Salmonete

Me puse de puntillas para asegurarme de que no era imaginación

Cuando tenía edad de Semana Santa me metía en todas las bullas, en todas las calles estrechas, en todas las salidas y recogidas posibles. Cuando tenía esa edad imprecisa en la que de repente te conviertes en mayor y te vistes de negro para presumir y no quieres volver a casa, veía sin respiro del primer paso al último. Cuando tenía esa edad en la que todo es un descubrimiento, la Semana Santa de Jerez acababa en el último balcón de la calle Cerrofuerte cuando Salmonete cantaba al cristo de los gitanos, al Cristo, una saeta honda y dulce que siempre remataba por martinete. No se puede cantar mejor. Y eso que acababa de escuchar al Garbanzo desde la ventanita alta del Maypa por la que asomaba su mano negra y desgarrada, tan cantaora como su voz. Y en la Plaza de San Lucas, había escuchado días antes al Mono y al Guapo con sus voces limpias y sonoras. Salmonete era aún muy joven y tenía en su garganta el cante de su madre y en los ojos el abismo del éxito temprano.

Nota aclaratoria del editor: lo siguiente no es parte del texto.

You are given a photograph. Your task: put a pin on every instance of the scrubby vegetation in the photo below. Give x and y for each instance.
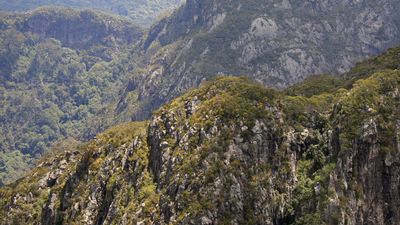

El pasado Domingo de Ramos de vuelta por la Cruz Vieja, rememoré esos momentos de juventud mirando, mientras acompañaba a la Virgen de Las Angustias, la ventanita del Maypa, hoy cerrada. De repente escuché, del otro lado de la calle, el arranque de una saeta y me dije entre labios, como si siguiera rezando, Salmonete. Y era él y su saeta de siempre, la de mi juventud, la misma letra, la misma hondura, la misma pena dulce quizás más desesperanzada que nunca. Me puse de puntillas para asegurarme de que no era imaginación y, allí estaba, a ras del suelo, a la puerta de un bar, con sus mechones pelirrojos, su chaqueta grande y desaliñada y su ilusión perdida por una vida baqueteada, rota a trozos, como la de tantos que han vivido la noche de cante y juerga sin edad y sin sueño. Él seguía cantando, bajando y subiendo la voz, entregándose hasta que calló el rezo de los que acompañábamos a la virgen. El paso avanzaba muy lento sin detenerse adentrándose en la calle Molineros. Nadie habló, nadie pidió que pararan a la virgen. No se oyeron ni las órdenes del capataz para girar el paso. Nadie aplaudió como si ese momento no hubiese existido, o al revés, como si quedara para siempre.

Cuando llegué a su altura le pude ver enfadado porque no le habían parado el paso. No te lo han parado, le decían los que le acompañaban copa en mano. No se dio cuenta de que cuando la virgen dobló la calle se volvió para mirarlo. Estoy segura.